A lot of people assume that data de-duplication and data compression refer to the same thing or are similar. At a very high level, one can agree that de-duplication and compression are similar. Both technologies are used by online backup service providers to reduce data and help you save on storage space. But, this is where the similarity ends.
De-duplication is often referred to as a compression technique. But, it may be clearer if one referred to de-duplication as a technology that facilitates compression and storage optimization by removing duplicate files or blocks of data.
Compression is a technology that removes redundancies from data at granular levels and reduces the size of files or blocks of data.
At best, de-duplication and compression can be defined as twin concepts.
Compression is used to transform data and shrink it. Primarily, data compression is a process that reduces the size of files by removing redundant data within a file —such as extra spaces or replacing long character strings with shorter representations of them. This makes the file smaller. The process further identifies small groupings and repetitive patterns and replaces it with representative patterns. During de-compression, the algorithm studies the representations and replaces the representative patterns with the groupings, regenerating the original file with all its spaces and long character strings.

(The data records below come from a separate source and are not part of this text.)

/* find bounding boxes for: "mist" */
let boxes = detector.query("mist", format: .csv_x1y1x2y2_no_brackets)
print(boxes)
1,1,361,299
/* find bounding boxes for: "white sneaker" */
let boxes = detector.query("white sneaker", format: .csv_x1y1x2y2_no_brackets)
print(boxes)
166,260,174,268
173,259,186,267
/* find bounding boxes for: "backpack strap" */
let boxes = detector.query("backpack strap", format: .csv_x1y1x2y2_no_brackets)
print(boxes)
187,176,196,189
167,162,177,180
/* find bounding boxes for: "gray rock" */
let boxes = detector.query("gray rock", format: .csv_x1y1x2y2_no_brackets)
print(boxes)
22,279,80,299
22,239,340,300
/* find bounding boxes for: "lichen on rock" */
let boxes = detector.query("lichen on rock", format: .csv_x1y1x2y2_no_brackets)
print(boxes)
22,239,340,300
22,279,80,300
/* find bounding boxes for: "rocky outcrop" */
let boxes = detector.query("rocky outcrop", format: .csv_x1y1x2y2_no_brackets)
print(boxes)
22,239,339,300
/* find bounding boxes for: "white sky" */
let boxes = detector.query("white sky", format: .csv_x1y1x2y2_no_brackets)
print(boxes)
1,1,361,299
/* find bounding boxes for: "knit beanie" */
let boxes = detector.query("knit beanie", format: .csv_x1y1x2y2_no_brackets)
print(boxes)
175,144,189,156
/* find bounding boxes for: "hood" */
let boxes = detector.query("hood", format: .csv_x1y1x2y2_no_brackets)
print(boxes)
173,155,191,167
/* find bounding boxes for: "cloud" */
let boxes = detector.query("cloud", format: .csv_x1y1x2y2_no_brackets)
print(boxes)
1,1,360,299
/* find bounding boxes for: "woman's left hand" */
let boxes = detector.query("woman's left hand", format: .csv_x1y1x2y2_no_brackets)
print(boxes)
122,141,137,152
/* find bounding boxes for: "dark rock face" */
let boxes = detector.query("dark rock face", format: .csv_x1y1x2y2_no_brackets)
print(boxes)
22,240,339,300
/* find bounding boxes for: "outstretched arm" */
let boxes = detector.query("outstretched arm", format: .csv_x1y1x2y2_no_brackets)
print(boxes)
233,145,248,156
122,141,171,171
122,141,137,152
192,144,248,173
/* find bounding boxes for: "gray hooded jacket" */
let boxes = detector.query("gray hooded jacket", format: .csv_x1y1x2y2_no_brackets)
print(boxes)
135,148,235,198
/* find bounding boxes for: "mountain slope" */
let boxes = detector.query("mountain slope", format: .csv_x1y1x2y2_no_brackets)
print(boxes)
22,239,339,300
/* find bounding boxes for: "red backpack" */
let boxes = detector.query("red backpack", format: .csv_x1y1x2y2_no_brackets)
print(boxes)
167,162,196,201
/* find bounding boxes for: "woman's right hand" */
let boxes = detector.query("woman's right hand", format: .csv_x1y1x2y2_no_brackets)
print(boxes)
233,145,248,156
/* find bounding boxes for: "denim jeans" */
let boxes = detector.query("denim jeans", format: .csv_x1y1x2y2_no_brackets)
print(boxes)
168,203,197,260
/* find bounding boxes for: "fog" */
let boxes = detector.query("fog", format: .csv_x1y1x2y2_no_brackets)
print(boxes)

De-duplication looks for large groupings and repetitive byte patterns across streams of data and replaces them. It is a process in which repetitive data is cached so that duplicate patterns of data can be matched and then eliminated. So, the larger the cached data the more strings and bytes are available for comparison and elimination. Duplicate blocks of data are then “fingerprinted” using a cryptographic hashing methodology and a unique identifier is provided for each data block. The size of the fingerprint is much smaller than the original block. The block is then written to disk with one copy of the file and its corresponding fingerprints. Duplicated data files can be obtained from the fingerprints.
Data compression ratios and data de-duplication ratios are different. Data de-duplication and data compression are often combined to cumulatively reduce the size of the data that is written on to storage disks. Depending on the type of data de-duplication technology used, the process reduces the size of data by 20-80%. Compression reduces data by 10-50%.
A combination of the de-duplication ratio and the compression ratio is defined as the “data reduction ratio”. The data reduction ratio is represented as the de-duplication ratio multiplied by the compression ratio. This makes compression ratio a data reduction effectiveness multiplier and compressing blocks of data as they get de-duplicated proves to be an advantage to the user when transmitting large volumes of data to remote storage servers. Storage savings can reach or even exceed 90% as a consequence.